Closed cmgosnell closed 2 years ago
I'm far from an expert on XBRL at this point, but I think I understand the basic concepts well enough to work towards extracting relevant data. Importantly, an XBRL instance is composed of facts
. A fact
is considered to be an atomic piece of data. It contains a value and all information needed to interpret that value (concept, unit, time period). A taxonomy then describes relationships between facts and provides some structure to the data.
Arelle seems to be the only particularly mature open source solution for interacting with XBRL. It was recently acquired by Workiva, and they claim it won't become proprietary. If this is true it could mean more support and consistent financial backing. Arelle provides a CLI, a GUI, and direct access through an API. No matter what method we use, it will most likely need to be scripted as Arelle is really not made for interacting with more than one filing at a time. For this reason, I think the API will probably be the most direct way to do this.
The API doesn't have much documentation, but digging around I think I've figured out enough to make use of it. I've figured out how to directly access the taxonomy, and the fact lists of individual filings. With access to both of these, I should be able to move forward with integrating the XBRL filings into the ETL.

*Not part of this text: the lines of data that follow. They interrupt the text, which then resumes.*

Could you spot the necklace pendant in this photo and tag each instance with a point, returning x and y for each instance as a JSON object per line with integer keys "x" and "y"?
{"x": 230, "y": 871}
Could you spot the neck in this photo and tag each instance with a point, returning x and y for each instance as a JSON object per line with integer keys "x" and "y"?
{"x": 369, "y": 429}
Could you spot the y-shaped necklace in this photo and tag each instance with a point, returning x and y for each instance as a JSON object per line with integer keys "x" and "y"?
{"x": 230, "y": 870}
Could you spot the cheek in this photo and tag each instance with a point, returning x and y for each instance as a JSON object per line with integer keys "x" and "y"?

There are many other tools for working with XBRL, but most of them are some combination of proprietary, targeted at helping companies doing filing, and focused on SEC data. XBRL-US seems to be the biggest player in the XBRL ecosystem, and they do provide several options for accessing FERC data, but only with a paid membership.

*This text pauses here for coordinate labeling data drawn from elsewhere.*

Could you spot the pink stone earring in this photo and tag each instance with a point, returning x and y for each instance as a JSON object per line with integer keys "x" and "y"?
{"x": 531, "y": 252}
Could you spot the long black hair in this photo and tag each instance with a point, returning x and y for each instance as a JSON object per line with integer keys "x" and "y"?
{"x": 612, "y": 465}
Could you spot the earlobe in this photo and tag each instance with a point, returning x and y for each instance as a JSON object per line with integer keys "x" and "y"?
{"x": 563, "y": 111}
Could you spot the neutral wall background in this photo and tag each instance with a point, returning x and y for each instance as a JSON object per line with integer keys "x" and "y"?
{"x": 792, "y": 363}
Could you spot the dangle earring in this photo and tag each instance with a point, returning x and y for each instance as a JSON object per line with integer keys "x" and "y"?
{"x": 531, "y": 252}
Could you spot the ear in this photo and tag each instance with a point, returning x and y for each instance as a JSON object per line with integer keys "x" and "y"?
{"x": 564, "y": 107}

It seems that the easiest way to integrate new XBRL based data with the old Foxpro based data would be to develop a method for extracting data and mapping it to the SQLlite db created by ferc1_to_sqlite
. The taxonomy released for FERC form 1 very closely maps tables to the pages of the raw form, so it should be able to map this data to said SQLite db. As a starting place, I plan to try and implement this mapping for the tables currently being used by PUDL. From here we can attempt some data verification before working on the mapping for the rest of the tables.
Moving from scoping to integration
Research XBRL ecosystem, FERC's usage of XBRL, and develop a forward plan for integrating XBRL based FERC filings into PUDL.